Jeune dessinateur à succès
Avant d’accéder à ses brillantes fonctions militaires, Bacler d’Albe, né en 1761 en Artois, s’installe en 1785 à Sallanches, dans la région du Mont-Blanc, s’occupant à dessiner les sites merveilleux qui s’offraient à sa vue. Enthousiasmé par la beauté des Alpes, il y demeure sept ans : « Conduit par la passion de la peinture sur les sommités des montagnes, il saisit l’enchaînement et les ramifications de ces masses agglomérées et devint en même temps peintre et géographe »[4]. L’artiste s’affirme un témoin privilégié de l’évolution des vallées de Chamonix, Saint Gervais et Sallanches, entre la fin du XVIIIe et du XIXe siècle, alors qu’elles connaissent une révolution touristique grâce à la notoriété du Mont Blanc et de sa première ascension, en 1786, par Michel Gabriel Paccard et Jacques Balmat (dont il réalisa les portraits). Durant cette période, il exécute de nombreuses vues de la Région, très appréciées du public : « Entre 1780 et 1800, celui qui vend le plus, en Savoie et en Suisse, c’est Bacler d’Albe, sans cesse en excursion pour prendre de nouvelles vues dans les environs du pays, sans cesse visité par les voyageurs illustres »[5]. Il publie notamment 48 planches enluminées, entre 1788 et 1790, de paysages du Haut-Faucigny et du Mont-Blanc[6].
Souvenir d’un lieu
Cette délicate gouache, exécutée en 1795, à la fin de son séjour en Haute-Savoie, présente l’intérieur d’une grotte creusée dans le massif montagneux, à l’entrée de laquelle deux chasseurs accompagnés de leurs chiens font une halte. La composition se rapproche d’une lithographie titrée Grotte de Bonnant Vallée de St Gervais, Mont Blanc (fig. 1), gravée par Engelmann d’après un dessin de Bacler D’albe pour l’ouvrage Souvenirs pittoresques du général Bacler d’Albe, publié en 1818[7]. Prise sous un angle légèrement décalé, la cavité rocheuse s’ouvre sur un paysage montagneux d’où surgissent deux chasseurs poursuivant un renard. La succession de plans guidant le regard du spectateur jusqu’aux collines à l’arrière-plan, le traitement pittoresque des roches, la poésie se dégageant du site sont empreints du goût préromantique.
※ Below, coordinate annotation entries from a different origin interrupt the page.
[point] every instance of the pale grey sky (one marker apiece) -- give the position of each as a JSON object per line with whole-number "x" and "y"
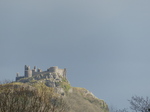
{"x": 104, "y": 44}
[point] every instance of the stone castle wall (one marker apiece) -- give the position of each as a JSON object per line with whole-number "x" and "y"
{"x": 29, "y": 73}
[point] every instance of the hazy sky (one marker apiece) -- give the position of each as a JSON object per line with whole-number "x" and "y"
{"x": 104, "y": 44}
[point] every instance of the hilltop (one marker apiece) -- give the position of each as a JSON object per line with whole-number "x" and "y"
{"x": 78, "y": 99}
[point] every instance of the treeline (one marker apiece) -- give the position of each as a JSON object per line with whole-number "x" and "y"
{"x": 137, "y": 104}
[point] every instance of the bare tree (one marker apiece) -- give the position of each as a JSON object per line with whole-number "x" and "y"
{"x": 140, "y": 104}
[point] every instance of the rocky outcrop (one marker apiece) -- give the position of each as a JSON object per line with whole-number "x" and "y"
{"x": 78, "y": 99}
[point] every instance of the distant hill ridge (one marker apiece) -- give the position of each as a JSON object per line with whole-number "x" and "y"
{"x": 79, "y": 99}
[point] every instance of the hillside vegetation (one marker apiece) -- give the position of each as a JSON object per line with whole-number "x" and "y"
{"x": 55, "y": 94}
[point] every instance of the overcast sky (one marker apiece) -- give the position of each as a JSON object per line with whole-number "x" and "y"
{"x": 104, "y": 44}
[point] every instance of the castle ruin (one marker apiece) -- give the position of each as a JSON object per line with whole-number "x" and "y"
{"x": 30, "y": 73}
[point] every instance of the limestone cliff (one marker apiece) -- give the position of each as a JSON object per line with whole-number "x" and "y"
{"x": 79, "y": 99}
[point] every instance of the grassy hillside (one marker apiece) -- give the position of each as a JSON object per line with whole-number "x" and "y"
{"x": 75, "y": 99}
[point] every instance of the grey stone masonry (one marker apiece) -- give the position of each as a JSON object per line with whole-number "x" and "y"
{"x": 30, "y": 73}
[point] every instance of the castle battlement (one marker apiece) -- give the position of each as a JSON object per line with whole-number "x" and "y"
{"x": 30, "y": 73}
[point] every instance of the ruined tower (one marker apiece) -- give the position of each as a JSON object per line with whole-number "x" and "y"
{"x": 27, "y": 71}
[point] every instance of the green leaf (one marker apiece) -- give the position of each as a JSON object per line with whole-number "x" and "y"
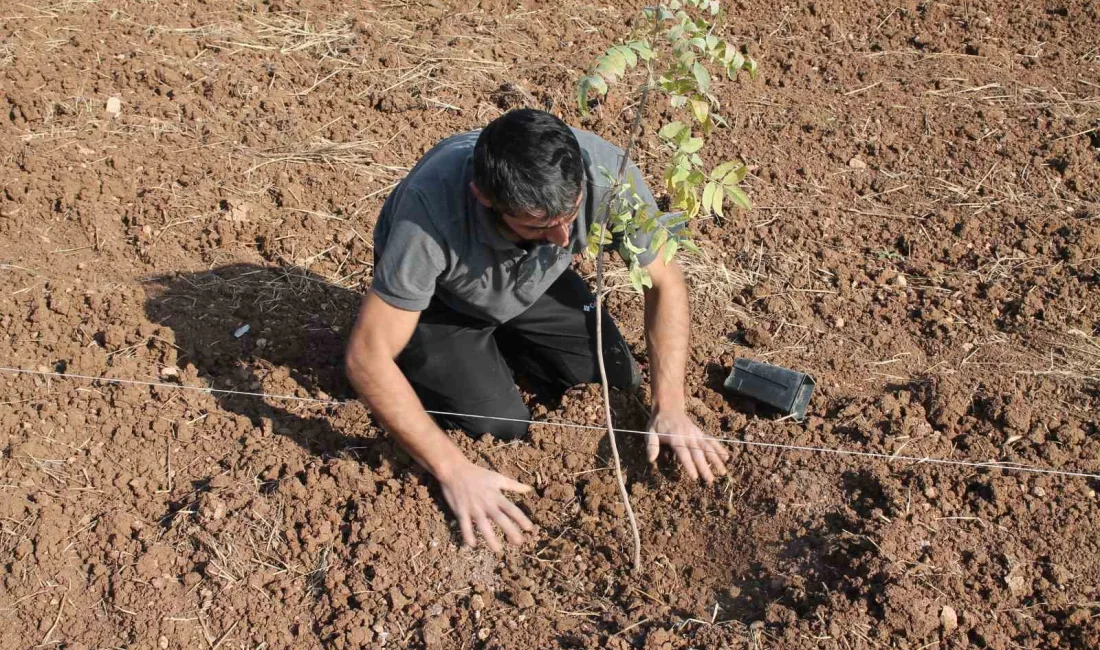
{"x": 691, "y": 145}
{"x": 679, "y": 219}
{"x": 708, "y": 194}
{"x": 659, "y": 239}
{"x": 671, "y": 130}
{"x": 723, "y": 168}
{"x": 701, "y": 109}
{"x": 739, "y": 197}
{"x": 639, "y": 277}
{"x": 702, "y": 77}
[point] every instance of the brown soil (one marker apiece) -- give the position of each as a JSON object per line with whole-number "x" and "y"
{"x": 926, "y": 243}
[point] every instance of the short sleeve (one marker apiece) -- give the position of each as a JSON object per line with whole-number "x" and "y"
{"x": 413, "y": 257}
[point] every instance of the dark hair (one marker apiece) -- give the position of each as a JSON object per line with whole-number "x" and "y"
{"x": 529, "y": 162}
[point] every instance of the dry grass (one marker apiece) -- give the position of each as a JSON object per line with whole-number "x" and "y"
{"x": 322, "y": 151}
{"x": 1075, "y": 354}
{"x": 283, "y": 32}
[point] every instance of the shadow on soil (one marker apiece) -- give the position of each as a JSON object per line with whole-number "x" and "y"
{"x": 296, "y": 321}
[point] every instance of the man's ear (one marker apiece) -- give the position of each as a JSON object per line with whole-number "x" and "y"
{"x": 479, "y": 195}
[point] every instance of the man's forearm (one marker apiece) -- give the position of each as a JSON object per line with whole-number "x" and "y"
{"x": 382, "y": 385}
{"x": 668, "y": 330}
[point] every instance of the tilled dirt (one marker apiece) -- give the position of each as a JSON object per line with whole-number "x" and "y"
{"x": 926, "y": 243}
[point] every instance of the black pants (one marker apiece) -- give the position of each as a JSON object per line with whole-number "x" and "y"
{"x": 458, "y": 364}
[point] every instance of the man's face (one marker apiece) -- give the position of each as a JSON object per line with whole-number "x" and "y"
{"x": 532, "y": 229}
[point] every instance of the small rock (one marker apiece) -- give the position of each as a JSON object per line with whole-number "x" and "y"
{"x": 948, "y": 619}
{"x": 525, "y": 599}
{"x": 757, "y": 338}
{"x": 1016, "y": 584}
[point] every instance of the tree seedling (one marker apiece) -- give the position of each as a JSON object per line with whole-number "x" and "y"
{"x": 677, "y": 53}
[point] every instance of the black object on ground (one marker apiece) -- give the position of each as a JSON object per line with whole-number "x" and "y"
{"x": 779, "y": 387}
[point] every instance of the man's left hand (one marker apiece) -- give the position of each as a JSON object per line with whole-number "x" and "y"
{"x": 699, "y": 454}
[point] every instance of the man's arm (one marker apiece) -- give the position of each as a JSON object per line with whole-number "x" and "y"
{"x": 473, "y": 493}
{"x": 668, "y": 331}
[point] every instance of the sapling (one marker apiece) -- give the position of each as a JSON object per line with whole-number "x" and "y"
{"x": 675, "y": 53}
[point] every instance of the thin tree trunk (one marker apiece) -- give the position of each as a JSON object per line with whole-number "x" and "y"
{"x": 600, "y": 343}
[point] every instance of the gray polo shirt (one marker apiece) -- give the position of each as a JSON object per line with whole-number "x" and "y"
{"x": 435, "y": 239}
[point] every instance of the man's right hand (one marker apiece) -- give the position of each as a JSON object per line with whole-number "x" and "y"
{"x": 476, "y": 498}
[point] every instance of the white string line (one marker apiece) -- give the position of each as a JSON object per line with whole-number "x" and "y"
{"x": 846, "y": 452}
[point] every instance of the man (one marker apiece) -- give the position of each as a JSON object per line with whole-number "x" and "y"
{"x": 472, "y": 266}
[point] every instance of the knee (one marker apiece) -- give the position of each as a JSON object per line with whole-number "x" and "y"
{"x": 506, "y": 430}
{"x": 623, "y": 371}
{"x": 503, "y": 422}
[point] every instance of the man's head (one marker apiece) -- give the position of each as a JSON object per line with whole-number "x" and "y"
{"x": 529, "y": 172}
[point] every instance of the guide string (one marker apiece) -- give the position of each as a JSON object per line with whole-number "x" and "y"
{"x": 756, "y": 443}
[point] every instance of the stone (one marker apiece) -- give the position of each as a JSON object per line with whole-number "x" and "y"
{"x": 948, "y": 619}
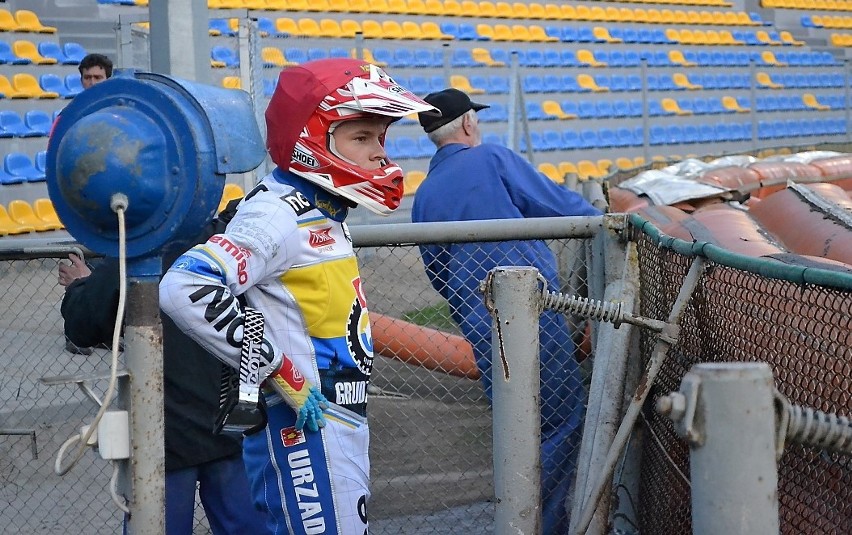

La grotte du Bonnant, qui n’existe plus aujourd’hui en raison des modifications du relief dues à l’érosion et aux intempéries, devait se trouver le long du torrent, le Bon-Nant, affluent de rive gauche qui coule dans le Val Montjoie aux Contamines et conflue à Saint-Gervais en Haute-Savoie. Cet endroit était un lieu de passage pour les voyageurs qui franchissaient les cols du Joly, du Bonhomme et de la Seigne. A l’arrière-plan, on aperçoit la silhouette de montagnes se découpant sur le ciel bleu qui pourraient être une évocation des aiguilles de Warens, visibles de la vallée de Sallanches et de Saint-Gervais.
Renommée
À la chute de l’Empire, Bacler d’Albe popularise la lithographie en exécutant des centaines de gravures à partir de ses dessins rapportés des campagnes menées en Europe entre 1793 et 1814. Il crée, alors, un groupement artistique à Sèvres pour lancer cette nouvelle vogue auprès du public et publie des recueils qui consolident sa célébrité : Souvenirs pittoresques ou Vues lithographiées de Suisse, du Valais en 1810, Promenades pittoresques dans Paris et les environs en 1822 et Souvenirs pittoresques de la campagne d’Espagne en 1824.
[1] Ses paysages et tableaux de bataille sont nombreux le plaçant aux cotés des artistes tels que Gros, Lejeune, Bagetti et Carle Vernet.
[2] Jacques Jourquin dans Dictionnaire Napoléon, sous la direction de Jean Tulard, Paris, Fayard, 1987.
[3] Mémoire de l’académie d’Arras, société royale des sciences, des lettres et des arts, Séance publique du 25 août 1835, Arras, chez Jean Degeorge, imprimeur, 1836, p. 177.
[4] Idem., p. 175.
[5] John Grand-Carteret, La Montagne à travers les âges, Librairie Dauphinoise, Grenoble, 1903, p. 452.
[6] Tableaux du haut Faucigny dédiés à son Altesse Royale Monseigneur le Prince de Piémont par A. Bacler d’Albe, à Sallanches, chez l’auteur. Le British Museum possède une brochure contenant six vues de Sallanches avec une page de titre dédicacée au prince de Piémont (inv. 1958,0712.3080.1-6) dont une Vue de l’entrée de la Caverne de Balme.
[7] Exemplaire conservé à la Bibliothèque nationale suisse de Berne (cote Kaf CH 82 Res). À la chute de l’Empire, Bacler d’Albe retourne à Sallanches et publie, à partir d’anciens dessins et croquis de paysage, un album de lithographies, gravées par Engelmann.